Unbearably touched, she kissed the top of his head. “So were you.”

“This time.” He sucked in a deep breath. “Sheriff MacKade stood up for us. Emma and I want to go with you. We talked about it. We want to see the sheriff.”

“It might be better if I talked to him alone, just now. He’s feeling… He’s upset.”

“I have to talk to him. Please.”

How could she deny her child the same closure she needed for herself? “All right. We’ll go together.”

From his seat on the front porch of the farm, Devin saw them come out of the woods. He nearly got up and went inside, but it seemed a small and petty revenge.

They looked like a unit, he realized, and he supposed, however much it hurt him, that was what they needed to be.

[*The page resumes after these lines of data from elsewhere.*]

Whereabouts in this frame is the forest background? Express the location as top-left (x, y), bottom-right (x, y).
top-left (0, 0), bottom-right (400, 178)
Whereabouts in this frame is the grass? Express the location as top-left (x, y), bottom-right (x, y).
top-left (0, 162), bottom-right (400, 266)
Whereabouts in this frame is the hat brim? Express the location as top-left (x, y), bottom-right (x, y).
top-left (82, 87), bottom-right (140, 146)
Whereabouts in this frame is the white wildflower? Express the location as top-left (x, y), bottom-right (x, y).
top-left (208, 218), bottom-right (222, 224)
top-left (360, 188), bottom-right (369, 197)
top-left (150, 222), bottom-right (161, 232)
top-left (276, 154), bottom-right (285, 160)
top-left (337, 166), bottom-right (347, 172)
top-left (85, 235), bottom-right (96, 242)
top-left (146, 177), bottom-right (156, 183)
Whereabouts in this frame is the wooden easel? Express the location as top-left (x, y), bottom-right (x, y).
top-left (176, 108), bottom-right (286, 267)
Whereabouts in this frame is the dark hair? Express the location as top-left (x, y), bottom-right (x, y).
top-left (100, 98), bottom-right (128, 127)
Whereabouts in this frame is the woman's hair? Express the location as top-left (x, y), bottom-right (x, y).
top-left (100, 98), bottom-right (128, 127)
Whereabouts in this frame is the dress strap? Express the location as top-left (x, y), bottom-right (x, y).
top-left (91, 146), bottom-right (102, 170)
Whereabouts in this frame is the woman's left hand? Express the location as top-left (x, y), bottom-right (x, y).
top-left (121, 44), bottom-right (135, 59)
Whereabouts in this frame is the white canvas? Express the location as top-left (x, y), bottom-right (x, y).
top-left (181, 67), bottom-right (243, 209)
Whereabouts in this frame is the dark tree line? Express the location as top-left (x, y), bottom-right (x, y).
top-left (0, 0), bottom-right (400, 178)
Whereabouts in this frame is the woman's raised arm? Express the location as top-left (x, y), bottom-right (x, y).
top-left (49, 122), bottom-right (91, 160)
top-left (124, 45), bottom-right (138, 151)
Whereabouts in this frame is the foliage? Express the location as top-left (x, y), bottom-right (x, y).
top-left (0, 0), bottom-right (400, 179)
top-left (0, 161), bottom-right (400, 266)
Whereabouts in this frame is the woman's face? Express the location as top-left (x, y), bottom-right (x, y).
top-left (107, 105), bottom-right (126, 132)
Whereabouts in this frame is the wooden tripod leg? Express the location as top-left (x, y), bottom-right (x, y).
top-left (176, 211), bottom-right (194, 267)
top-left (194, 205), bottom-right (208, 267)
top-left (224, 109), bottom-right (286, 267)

His head was still aching, and his hands burned. But that was nothing compared to the pain in his gut as he watched Cassie and the children cross the wide front lawn.

There were bruises on her face, and on the boy’s. Fury flashed in his blood like lightning. Then Emma broke away from Cassie’s hand and raced to him.

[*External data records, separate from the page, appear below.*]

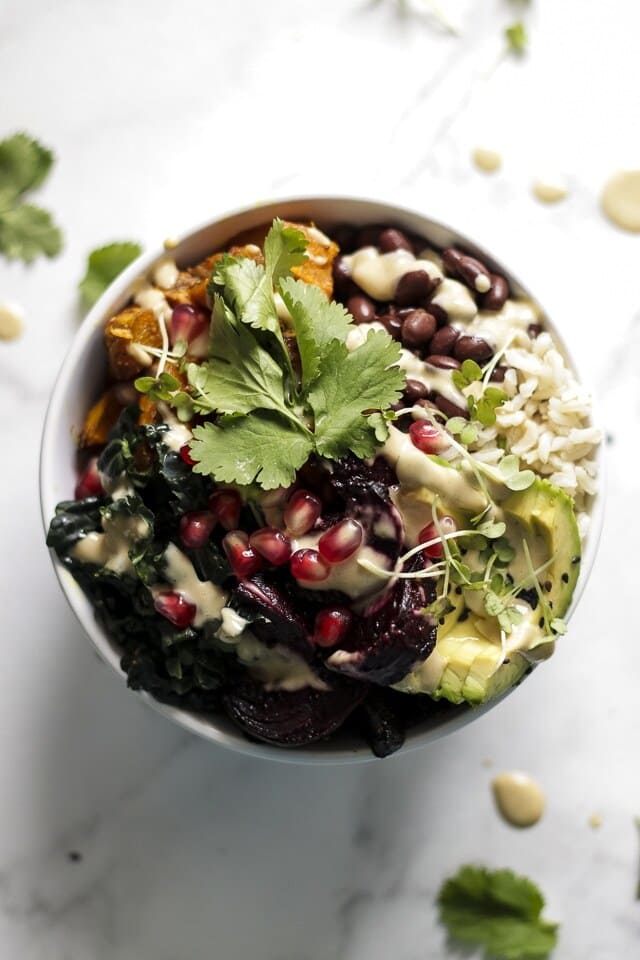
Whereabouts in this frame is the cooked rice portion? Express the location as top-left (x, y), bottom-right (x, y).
top-left (473, 331), bottom-right (602, 538)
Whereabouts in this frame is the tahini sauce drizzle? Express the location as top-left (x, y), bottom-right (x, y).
top-left (491, 771), bottom-right (545, 827)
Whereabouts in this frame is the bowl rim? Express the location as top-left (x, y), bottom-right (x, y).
top-left (39, 192), bottom-right (606, 765)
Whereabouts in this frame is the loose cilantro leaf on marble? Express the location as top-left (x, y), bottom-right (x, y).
top-left (0, 133), bottom-right (62, 263)
top-left (308, 330), bottom-right (405, 460)
top-left (438, 865), bottom-right (558, 960)
top-left (79, 240), bottom-right (142, 307)
top-left (504, 20), bottom-right (529, 54)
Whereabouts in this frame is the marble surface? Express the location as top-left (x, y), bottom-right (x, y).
top-left (0, 0), bottom-right (640, 960)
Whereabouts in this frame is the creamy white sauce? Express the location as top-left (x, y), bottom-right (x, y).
top-left (343, 247), bottom-right (442, 300)
top-left (380, 426), bottom-right (487, 513)
top-left (151, 543), bottom-right (228, 627)
top-left (431, 277), bottom-right (478, 321)
top-left (236, 630), bottom-right (329, 693)
top-left (471, 147), bottom-right (502, 173)
top-left (531, 176), bottom-right (569, 203)
top-left (491, 771), bottom-right (545, 827)
top-left (71, 512), bottom-right (149, 574)
top-left (152, 257), bottom-right (178, 290)
top-left (0, 303), bottom-right (24, 340)
top-left (600, 170), bottom-right (640, 233)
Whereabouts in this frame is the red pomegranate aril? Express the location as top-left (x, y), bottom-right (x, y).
top-left (209, 490), bottom-right (242, 530)
top-left (284, 490), bottom-right (322, 537)
top-left (75, 457), bottom-right (104, 500)
top-left (290, 547), bottom-right (329, 582)
top-left (313, 607), bottom-right (353, 647)
top-left (222, 530), bottom-right (262, 580)
top-left (179, 443), bottom-right (196, 467)
top-left (409, 420), bottom-right (447, 453)
top-left (153, 593), bottom-right (196, 630)
top-left (249, 527), bottom-right (291, 567)
top-left (318, 517), bottom-right (364, 563)
top-left (180, 510), bottom-right (216, 550)
top-left (169, 303), bottom-right (209, 355)
top-left (418, 516), bottom-right (458, 560)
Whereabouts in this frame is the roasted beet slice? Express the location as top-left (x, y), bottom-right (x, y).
top-left (326, 556), bottom-right (437, 686)
top-left (224, 671), bottom-right (367, 747)
top-left (232, 574), bottom-right (314, 659)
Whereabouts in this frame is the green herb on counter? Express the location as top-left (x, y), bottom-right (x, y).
top-left (79, 240), bottom-right (142, 307)
top-left (504, 20), bottom-right (529, 54)
top-left (0, 133), bottom-right (62, 263)
top-left (438, 865), bottom-right (558, 960)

“We came to thank you because you took the bad man away.” She crawled right into his lap, as if she belonged there. “You have hurts.” Solemnly she touched her puckered lips to the cuts and bruises, to the white bandage on his temple. “Is that better now?”

He gave in for a moment and pressed his face into her hair. “Yeah, thanks.” Before Cassie could speak, he shifted Emma onto his knee. “If they haven’t contacted you, I can tell you they’ve already transferred him to the state prison. With the new charges—the escape, the assaults, grand theft auto, the weapons possession, assault with a deadly weapon and—” he ran his fingers over his ripped knuckles “—and resisting arrest, he’s not going to see the light of day again. You and your family have nothing to worry about.”

“Are you all right?” was all Cassie could manage.

“I’m fine. You?”

“Just fine.” Her fingers curled and uncurled over Connor’s. “We wanted to come and thank—”

“I was doing my job.”

“I told her you’d say that,” Connor said, and earned a mild glance from Devin.

“So, I’m predictable.” He looked back at Cassie. “You handled yourself well, Cass. You want to remember that. I’ve got work to do.”

As he started to set Emma down, Cassie moved forward. “Devin, please, don’t.”

“He hurt you.” The words burst out of him. “He hurt all of you, and I didn’t stop him.”

“You were shot, for God’s sake. You were lying there unconscious and bleeding.”

“The bad man was going to shoot you again,” Emma told him. “But Mama wouldn’t let him. She lay on top of you so he couldn’t.”